Pesquisador da UFG analisa a história de Goiânia em livro poético de 1959

Criada em 23/10/19 09:07. Atualizada em 23/10/19 16:10.

Geógrafo estudou a obra Goiânia, Sonho e Argamassa: Poemas, de Jesus Barros Boquady 

Mariza Fernandes

A história da cidade de Goiânia, que comemora 86 anos nesta quinta-feira (24/10), foi escrita de diversas formas, e uma delas é a poesia. O livro Goiânia, Sonho e Argamassa: Poemas, de Jesus Barros Boquady, foi objeto de estudo do geógrafo Gabriel Elias durante seu mestrado em Geografia na Universidade Federal de Goiás (UFG).

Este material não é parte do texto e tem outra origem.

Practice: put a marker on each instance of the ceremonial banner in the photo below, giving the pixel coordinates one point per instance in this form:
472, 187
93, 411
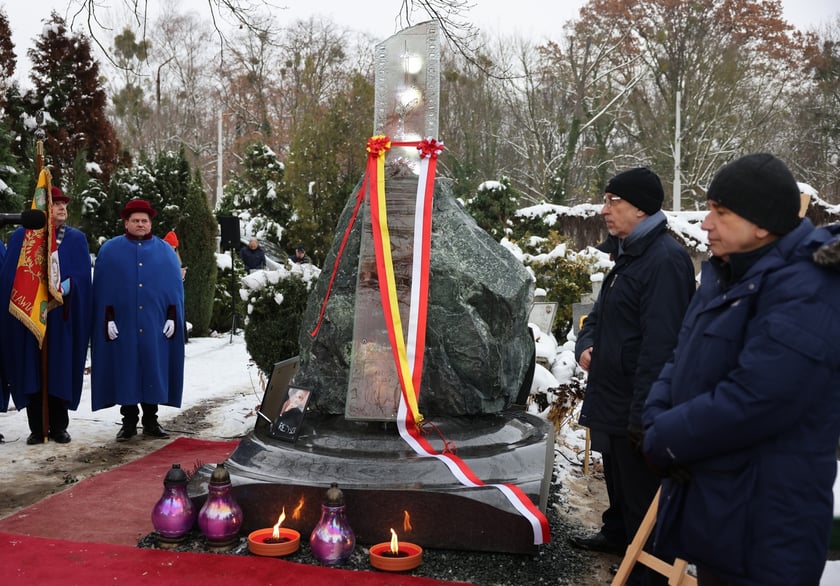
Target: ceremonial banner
36, 288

Um pesquisador do campo geográfico estudando poesia pode parecer algo inusitado, mas Gabriel tem uma justificativa para tal escolha: “os poemas de Boquady relatam a formação espacial de Goiânia, em seu sentido mítico, histórico e social, na configuração das formas e funções da cidade, tendo nesse processo a estruturação de desigualdades e modos diferentes de habitar e narrar a nova capital do Estado de Goiás, naquele momento histórico”, afirma.

O poeta Jesus Barros Boquady nasceu no Ceará, em 1929, e mudou-se com a família para Goiás quando ainda era criança, na década de 1930, durante os primeiros anos da nova capital goiana. Formou-se bacharel em Direito em 1959 pela então Faculdade de Direito, que em 1960 foi incorporada à UFG. Concluído o curso, Boquady passou a frequentar o curso de Letras Modernas da Faculdade de Filosofia da UFG.

Foi também em 1959 que ele publicou Goiânia, Sonho e Argamassa: Poemas. Segundo Gabriel Elias, o período é marcado por uma série de transformações socioespaciais que marcam a obra do poeta. “Há a construção de Brasília e o estabelecimento do Distrito Federal no planalto goiano, há também a criação de novos setores, bairros e instituições, dentre elas as universidades”.

Hospital Geral de Goiânia década de 60
Hospital Geral do Estado, onde funcionou a Escola de Engenharia da UFG (Foto: Arquivo Cidarq UFG - foto da década de 1960)

 

O geógrafo destaca que a Goiânia descrita por Boquady é permeada por ideias que indicam a desigualdade social da época, quando começava a se formar uma periferia não planejada na cidade. “No período entre 1950 e 1958, surgiram novos bairros como Vila Santa Helena, João Vaz, Jaó, Setor Criméia Leste e Oeste, Santa Genoveva, Macambira, Abajá, Rodoviário, Negrão de Lima, Alto da Glória, entre outros, compostos basicamente por imigrantes que não encontraram áreas disponíveis na região central da cidade planejada”, explica Gabriel Elias.

O pesquisador conclui que Boquady conseguiu imprimir, em seus poemas, uma visão crítica sobre a Goiânia que se formava. “Ao considerar o livro como uma narrativa, é possível afirmar que ele é dotado de imagens que significam o discurso da construção ou desqualificam sutilmente o projeto realizado”, afirma.